Pragmatic Trial of More Versus Less Intensive Strategies for Active Surveillance of Patients with Small Pulmonary Nodules
Location(s): United States
Background: Guidelines now recommend that smokers and former smokers undergo lung cancer screening, which can identify small growths. These pulmonary nodules are typically then monitored with serial CT scans that look for changes suggesting the nodules are cancerous. However, the optimal frequency of such scans has not been determined. The proposed research will compare more intensive versus less intensive protocols for CT surveillance.
Objectives: Among individuals with small pulmonary nodules that progress beyond the most curable stage of lung cancer, we will compare two protocols for CT surveillance, both of which are supported by existing guidelines from professional societies and are consistent with current standards of care. We consider patient-reported outcomes of emotional distress, anxiety, general health status, and satisfaction with the evaluation process; resource utilization and exposure to diagnostic radiation; adherence to the recommended protocols for surveillance; and adherence to use of low-radiation-dose techniques.
Methods: Using automated methods for identification, notification, and registration into the study, we will enroll eligible patients at each of 26 hospitals within 14 healthcare systems. We estimate that almost 47,000 patients will be passively enrolled over 20 months and followed for two years. We will perform analyses to determine which protocol works best for specific subgroups of patients.

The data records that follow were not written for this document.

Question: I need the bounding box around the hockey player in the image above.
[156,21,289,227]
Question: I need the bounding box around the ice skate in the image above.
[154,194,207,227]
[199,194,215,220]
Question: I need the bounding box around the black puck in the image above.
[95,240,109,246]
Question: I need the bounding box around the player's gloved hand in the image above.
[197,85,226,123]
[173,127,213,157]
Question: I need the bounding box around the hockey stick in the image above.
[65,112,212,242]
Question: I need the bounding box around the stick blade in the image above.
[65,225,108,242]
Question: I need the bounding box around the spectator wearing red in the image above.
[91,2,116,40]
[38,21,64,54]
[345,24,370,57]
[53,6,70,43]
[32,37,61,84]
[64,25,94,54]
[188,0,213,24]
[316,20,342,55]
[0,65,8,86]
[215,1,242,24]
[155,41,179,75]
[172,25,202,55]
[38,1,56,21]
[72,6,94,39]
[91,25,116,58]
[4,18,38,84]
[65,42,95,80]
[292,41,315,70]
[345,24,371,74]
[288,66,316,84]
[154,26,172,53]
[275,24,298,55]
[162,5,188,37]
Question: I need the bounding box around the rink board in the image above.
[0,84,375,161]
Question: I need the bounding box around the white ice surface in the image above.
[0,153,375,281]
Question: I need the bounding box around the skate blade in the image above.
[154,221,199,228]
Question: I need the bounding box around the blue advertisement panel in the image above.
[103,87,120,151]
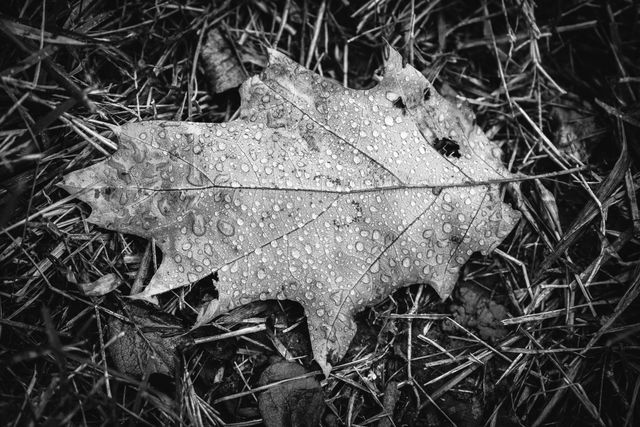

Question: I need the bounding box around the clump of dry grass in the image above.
[0,0,640,425]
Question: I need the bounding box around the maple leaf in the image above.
[62,48,519,374]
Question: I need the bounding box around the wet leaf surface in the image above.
[63,46,519,374]
[258,360,325,427]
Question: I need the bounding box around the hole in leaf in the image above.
[433,138,460,159]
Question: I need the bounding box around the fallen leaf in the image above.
[62,49,519,375]
[108,304,189,376]
[258,361,325,427]
[78,273,122,297]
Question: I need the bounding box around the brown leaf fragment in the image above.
[78,273,122,297]
[108,304,188,376]
[202,28,247,93]
[258,361,325,427]
[62,49,520,375]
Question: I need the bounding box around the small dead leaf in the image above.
[443,283,508,341]
[202,28,247,93]
[258,361,325,427]
[78,273,122,297]
[192,299,220,329]
[108,304,189,376]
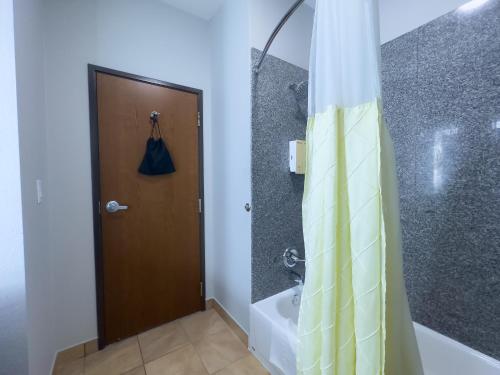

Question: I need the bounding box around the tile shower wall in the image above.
[252,49,308,302]
[382,0,500,359]
[252,0,500,359]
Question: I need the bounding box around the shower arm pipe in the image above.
[253,0,305,73]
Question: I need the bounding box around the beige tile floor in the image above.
[55,309,268,375]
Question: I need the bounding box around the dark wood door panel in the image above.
[93,71,204,344]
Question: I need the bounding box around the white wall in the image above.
[14,0,55,375]
[250,0,467,69]
[250,0,314,69]
[210,0,251,330]
[0,0,28,375]
[379,0,467,43]
[306,0,468,43]
[45,0,213,348]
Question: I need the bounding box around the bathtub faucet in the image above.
[283,247,306,268]
[290,270,305,286]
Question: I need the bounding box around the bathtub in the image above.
[249,288,500,375]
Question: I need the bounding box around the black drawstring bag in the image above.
[139,114,175,176]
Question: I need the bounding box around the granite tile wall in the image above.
[382,0,500,359]
[252,49,308,302]
[252,0,500,359]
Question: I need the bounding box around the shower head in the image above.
[289,81,309,100]
[288,81,309,120]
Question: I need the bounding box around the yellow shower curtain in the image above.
[297,0,423,375]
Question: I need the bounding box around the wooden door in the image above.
[89,67,204,346]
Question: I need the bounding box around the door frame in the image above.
[88,64,206,350]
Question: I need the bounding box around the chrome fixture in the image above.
[253,0,305,74]
[106,201,128,214]
[289,270,305,286]
[283,247,306,272]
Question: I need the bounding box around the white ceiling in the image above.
[161,0,224,20]
[161,0,316,20]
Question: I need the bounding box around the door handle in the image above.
[106,201,128,214]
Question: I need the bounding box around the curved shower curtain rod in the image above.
[253,0,305,73]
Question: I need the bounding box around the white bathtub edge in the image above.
[413,322,500,372]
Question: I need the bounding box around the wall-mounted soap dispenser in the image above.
[290,140,306,174]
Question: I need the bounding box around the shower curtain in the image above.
[297,0,423,375]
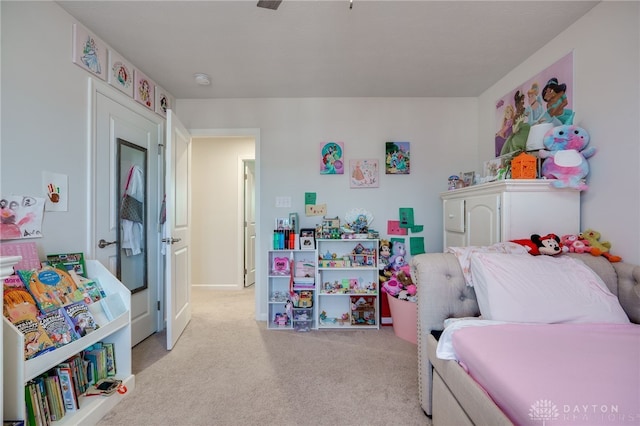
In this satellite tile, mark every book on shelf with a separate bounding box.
[18,266,78,313]
[56,367,80,412]
[33,376,51,425]
[47,253,87,278]
[103,343,117,377]
[38,308,80,347]
[24,381,42,426]
[3,287,55,359]
[64,302,99,337]
[44,375,65,421]
[83,342,107,382]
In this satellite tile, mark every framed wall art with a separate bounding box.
[384,142,411,175]
[72,24,107,80]
[133,69,156,111]
[320,142,344,175]
[155,86,173,117]
[349,160,378,188]
[495,52,574,157]
[107,50,133,98]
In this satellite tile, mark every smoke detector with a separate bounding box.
[193,73,211,86]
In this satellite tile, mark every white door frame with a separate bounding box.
[238,155,257,288]
[188,128,266,320]
[85,78,165,332]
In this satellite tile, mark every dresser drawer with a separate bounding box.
[443,198,464,232]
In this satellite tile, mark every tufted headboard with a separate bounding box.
[411,253,640,333]
[411,253,640,415]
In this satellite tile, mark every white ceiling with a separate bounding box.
[57,0,598,99]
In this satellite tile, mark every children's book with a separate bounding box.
[3,287,55,359]
[18,266,78,312]
[47,253,87,278]
[102,343,116,377]
[13,318,56,359]
[64,302,98,337]
[56,367,80,412]
[38,308,80,347]
[33,376,51,425]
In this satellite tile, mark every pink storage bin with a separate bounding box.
[387,296,418,345]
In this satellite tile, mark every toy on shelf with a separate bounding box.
[580,229,622,263]
[539,124,596,191]
[511,234,562,256]
[560,234,600,256]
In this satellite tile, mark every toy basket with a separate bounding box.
[387,296,418,344]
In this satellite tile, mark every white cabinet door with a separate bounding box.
[465,194,500,246]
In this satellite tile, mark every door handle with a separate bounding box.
[98,238,117,248]
[162,237,182,244]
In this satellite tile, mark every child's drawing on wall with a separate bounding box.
[0,195,44,240]
[349,160,378,188]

Patient Outcomes: Lung cancer tumor stage T1a, the most curable stage of cancer; timeliness of lung cancer treatment; survival from lung cancer; emotional distress, anxiety, and general health status during surveillance; overall satisfaction with evaluation; number of tests and procedures performed during the surveillance period; number of procedure-related complications during the surveillance period; adherence to recommended surveillance, for both patients and providers; and exposure to potentially harmful radiation.
Patient and Stakeholder Engagement: We have assembled a team of researchers, patients, clinicians, and stakeholders from health systems, advocacy groups, purchasers, and professional societies to help design and execute the study, and to help interpret and disseminate the results.
Anticipated Impact: Surveillance imaging and downstream invasive testing can be inconvenient, costly, and potentially harmful. By comparing two existing options for surveillance in the context of routine clinical practice, our trial will have a large and immediate impact on clinical care. By collaborating with stakeholders from health systems, professional societies, and advocacy groups, we will disseminate our findings widely and facilitate implementation in diverse practice settings.